Some vendors interviewed by Barbados TODAY confirmed being approached by would-be sellers offering produce at suspiciously cut-rate prices. But they said they rejected buying without receipts.

 

President of the Barbados Association of Retailers, Vendors, and Entrepreneurs (BARVEN), Alister Alexander, stated that while the organisation could not speak for every individual vendor, it rejected attempts to portray the vending community as complicit, maintaining that the vast majority of vendors sourced their produce through legal means.

 

“BARVEN cannot swear for every vendor. Who can for everyone in their sector? Yet we have stated over and over we are confident that the vast majority of the vending community obtain their produce by legal means,” Alexander said. “We think that those who have suffered these unconscionable losses can generally back up what I am saying. They are greatly patronised by the vending community. I believe this is organised crime looking to offload ill-gotten gains in bulk… ”

 

Alexander was speaking against the backdrop of the theft of an estimated 30 000 pounds of yams over the Christmas period and early New Year. Of that total, 10 000 pounds were stolen from Barbados Agricultural Development and Marketing Corporation-managed farmland, while a further 20 000 pounds were taken from private land in St John owned by Richard Armstrong, one of the island’s largest root crop producers.

 

He said BARVEN continued to urge vigilance within the community and stronger regulation of vending activity: “However, BARVEN encourages its members to report every suspicious transaction they might observe. Be your brother-farmer’s keeper. We view praedial larceny as a crime against the whole country that we all have a duty to stamp out.”

 

He added that while the association had long defended wayside vending, the National Vending Bill needed to be proclaimed. “A thief should not be able to steal produce and then just set up maybe somewhere on the highway and sell. This bill must become fully functional in short order. It would not only bring about greater organisation and development in the sector, but fuller responsibility and order.”

 

Vendors at Cheapside Market rejected claims that they knowingly traded in stolen produce when Barbados TODAY visited the City market on Tuesday. They insisted they took active steps to verify their suppliers.

 

Long-time vendor Nadine Prince said receipts and traceability were critical to protecting both vendors and farmers. 

 

“We get receipts like even the load coming from St Vincent, we get receipts from the people them who we buy from, and the Bajan people them who we buy stuff from, they give us receipts,” she said. “And if not, they can vouch, too, because we tell them the police come around and say anybody we buying anything from, we’re supposed to have a receipt.”
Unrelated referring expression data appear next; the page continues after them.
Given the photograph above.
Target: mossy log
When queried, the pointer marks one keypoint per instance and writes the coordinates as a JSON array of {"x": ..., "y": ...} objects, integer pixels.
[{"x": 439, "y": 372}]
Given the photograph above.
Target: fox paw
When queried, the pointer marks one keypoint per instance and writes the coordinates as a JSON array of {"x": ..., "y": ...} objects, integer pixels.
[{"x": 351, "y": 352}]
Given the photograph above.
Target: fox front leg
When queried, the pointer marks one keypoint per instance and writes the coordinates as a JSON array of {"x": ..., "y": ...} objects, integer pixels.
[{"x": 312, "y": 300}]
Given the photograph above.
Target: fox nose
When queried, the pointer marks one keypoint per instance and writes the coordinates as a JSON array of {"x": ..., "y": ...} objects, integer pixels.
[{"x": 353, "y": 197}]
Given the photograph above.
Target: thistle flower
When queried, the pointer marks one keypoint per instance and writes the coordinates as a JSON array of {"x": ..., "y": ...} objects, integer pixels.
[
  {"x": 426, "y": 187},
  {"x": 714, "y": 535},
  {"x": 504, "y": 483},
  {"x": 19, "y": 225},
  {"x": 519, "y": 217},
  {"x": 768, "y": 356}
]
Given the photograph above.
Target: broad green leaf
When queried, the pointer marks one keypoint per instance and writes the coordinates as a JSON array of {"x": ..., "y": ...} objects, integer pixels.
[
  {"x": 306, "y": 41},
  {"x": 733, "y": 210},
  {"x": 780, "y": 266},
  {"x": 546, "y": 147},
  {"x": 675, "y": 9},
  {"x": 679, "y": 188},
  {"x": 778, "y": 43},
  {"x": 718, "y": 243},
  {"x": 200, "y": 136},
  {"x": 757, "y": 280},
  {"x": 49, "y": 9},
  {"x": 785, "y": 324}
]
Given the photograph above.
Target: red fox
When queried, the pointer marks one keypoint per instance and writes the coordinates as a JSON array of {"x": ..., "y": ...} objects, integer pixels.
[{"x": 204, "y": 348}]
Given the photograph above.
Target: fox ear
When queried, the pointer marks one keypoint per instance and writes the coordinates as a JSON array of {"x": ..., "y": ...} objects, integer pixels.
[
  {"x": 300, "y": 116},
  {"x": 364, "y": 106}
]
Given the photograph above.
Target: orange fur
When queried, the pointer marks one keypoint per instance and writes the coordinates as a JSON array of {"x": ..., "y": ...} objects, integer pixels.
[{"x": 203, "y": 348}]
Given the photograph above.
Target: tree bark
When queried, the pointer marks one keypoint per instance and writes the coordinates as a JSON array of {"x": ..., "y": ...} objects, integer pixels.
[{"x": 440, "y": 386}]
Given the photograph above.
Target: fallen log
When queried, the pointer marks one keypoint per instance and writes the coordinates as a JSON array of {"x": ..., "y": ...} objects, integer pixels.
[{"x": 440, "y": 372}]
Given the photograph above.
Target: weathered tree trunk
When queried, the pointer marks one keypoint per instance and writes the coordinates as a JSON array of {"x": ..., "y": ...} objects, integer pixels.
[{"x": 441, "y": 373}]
Long-time vendor Nadine Prince said she could produce receipts for all the vegetables on her trays. (SB)

Prince recalled previous police operations at the market last year and said those experiences had reinforced the need for caution.

“Even if the people come and selling stuff, we ask them: ‘Do you have receipt?’ and can’t produce no receipt, we ain’t want it,” she said. “Anything I buy, I can get my receipt. I buy from a plantation, I buy from a farm. And that they can vouch for me and say, ‘Yes, everything me buy from she’.”

 

She added that unusually low prices were an immediate warning sign, noting that yams currently retailed at about $6.50 to $7 per pound. “I can vouch for myself,” Prince said. “Because I understand how hard people have to work for them labour. And when I growing up, my mother always say: ‘Honesty is the best policy’.”

 

Vendor of 12 years, Shelly-Ann Brewster, acknowledged that informal transactions with small farmers sometimes occurred without receipts but said she supported stricter documentation to protect vendors.

“When we go places like Scotty’s and supermarkets, we will get receipt,” she said. “But these small farmers that will come down with food to us to the market, they don’t give us no receipt, so… I’m now learning whenever I go to the small farmer to purchase they have to give me a receipt, I’m going to demand a receipt.”

Shelly-Ann Brewster said some small farmers did not give receipts (SB)

 

Brewster said she regularly turned away offers that appeared suspicious.

“Even this morning a guy came here with a vehicle… he say I have some bananas to sell. I said, ‘Oh no, I don’t want,’” she said. “Even Sunday, I was working at Eagle Hall, and a guy came up with a truck offering me some food to sell. I tell him I don’t want because he was offering me far cheaper than the price. So I know something is not right.”

 

Vendor-farmer Maxine, whose ground is located at Lears, St Michael, said the theft of crops struck deeply at those who laboured to produce them.

“I buy nothing that stolen.” She added that she relied primarily on her own production and avoided buying from unknown sellers. “Nobody can’t walk around and bring nothing for me. I ain’t buying nothing. I know where to get my food from.”